New York to install security cameras on every subway car
By Jonathan Allen
NEW YORK (Reuters) – The Metropolitan Transportation Authority is putting in safety cameras in all of New York Metropolis’s subway automobiles, officers introduced on Tuesday.
New York Governor Kathy Hochul, a Democrat, mentioned the cameras would make riders extra assured within the security of the transit system.
The plan is to put in two cameras in every of 6,355 subway automobiles, constructing on a pilot program that noticed cameras put in in 100 automobiles. The work must be accomplished by 2025, the MTA mentioned.
The MTA is spending $3.5 million on the set up, and the remaining $2 million wanted is thru a grant from the U.S. Division of Homeland Safety’s City Space Safety Initiative.
There are already safety cameras within the subway system’s greater than 470 stations, although they don’t at all times work.
Tuesday’s announcement got here 5 months after a person began capturing a rifle at passengers on a subway practice in Brooklyn, placing 10 folks in a extremely uncommon assault. All survived their accidents, however the police seek for the shooter was hampered by issues with the safety cameras within the station.
An MTA spokesperson declined to say who made the cameras used within the pilot program or whether or not the seller would proceed for use within the enlargement.
The New York Civil Liberties Union mentioned the MTA was being unduly secretive about surveillance and had given no details about how the digicam knowledge can be analyzed and saved and no proof that increasing the usage of cameras improves security.
“Dwelling in a sweeping surveillance state should not be the worth we pay to be protected,” Daniel Schwarz, an NYCLU know-how and privateness strategist, mentioned in a press release.
Ridership on the subway plummeted after the COVID-19 pandemic unfold to the USA in 2020, however has been step by step rebuilding to about 3.7 million rides on a typical weekday.
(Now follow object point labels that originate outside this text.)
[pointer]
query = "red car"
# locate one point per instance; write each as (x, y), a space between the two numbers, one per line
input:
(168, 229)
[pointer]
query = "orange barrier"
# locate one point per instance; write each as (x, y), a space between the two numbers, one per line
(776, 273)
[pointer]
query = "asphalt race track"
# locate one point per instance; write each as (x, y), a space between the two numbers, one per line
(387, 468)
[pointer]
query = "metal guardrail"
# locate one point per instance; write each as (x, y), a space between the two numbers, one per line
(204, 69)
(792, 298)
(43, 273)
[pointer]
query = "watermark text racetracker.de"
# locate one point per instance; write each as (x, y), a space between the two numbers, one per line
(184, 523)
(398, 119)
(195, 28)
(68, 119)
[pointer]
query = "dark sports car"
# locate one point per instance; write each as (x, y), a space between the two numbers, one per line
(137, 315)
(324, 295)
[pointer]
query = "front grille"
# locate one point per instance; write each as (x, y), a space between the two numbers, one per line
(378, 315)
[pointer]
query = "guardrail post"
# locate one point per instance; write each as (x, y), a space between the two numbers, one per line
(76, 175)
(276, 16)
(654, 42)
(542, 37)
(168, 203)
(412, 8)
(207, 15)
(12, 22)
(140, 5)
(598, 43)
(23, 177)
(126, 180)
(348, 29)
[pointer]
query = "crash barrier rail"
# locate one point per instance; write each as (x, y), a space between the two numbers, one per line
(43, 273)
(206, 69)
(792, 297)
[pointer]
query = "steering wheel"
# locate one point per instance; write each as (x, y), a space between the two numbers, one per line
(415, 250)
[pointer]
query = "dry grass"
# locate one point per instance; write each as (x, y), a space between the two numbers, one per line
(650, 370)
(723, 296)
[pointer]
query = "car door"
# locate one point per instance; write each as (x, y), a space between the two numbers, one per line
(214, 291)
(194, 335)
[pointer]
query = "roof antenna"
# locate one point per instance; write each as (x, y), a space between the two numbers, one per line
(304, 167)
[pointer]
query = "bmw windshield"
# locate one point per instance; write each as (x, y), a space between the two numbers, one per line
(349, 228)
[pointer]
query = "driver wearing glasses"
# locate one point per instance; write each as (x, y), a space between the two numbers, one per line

There have been greater than 390 robberies on the subway thus far this yr, in response to police knowledge, in comparison with greater than 320 in the identical interval in 2019.
Danny Pearlstein, a spokesperson for the transit advocacy group Riders Alliance, mentioned there have been extra urgent areas of funding.
“Finally, the governor also needs to make a focused funding in additional frequent public transit service to chop platform wait occasions and appeal to extra folks to the system, creating security in numbers,” he wrote in an e-mail.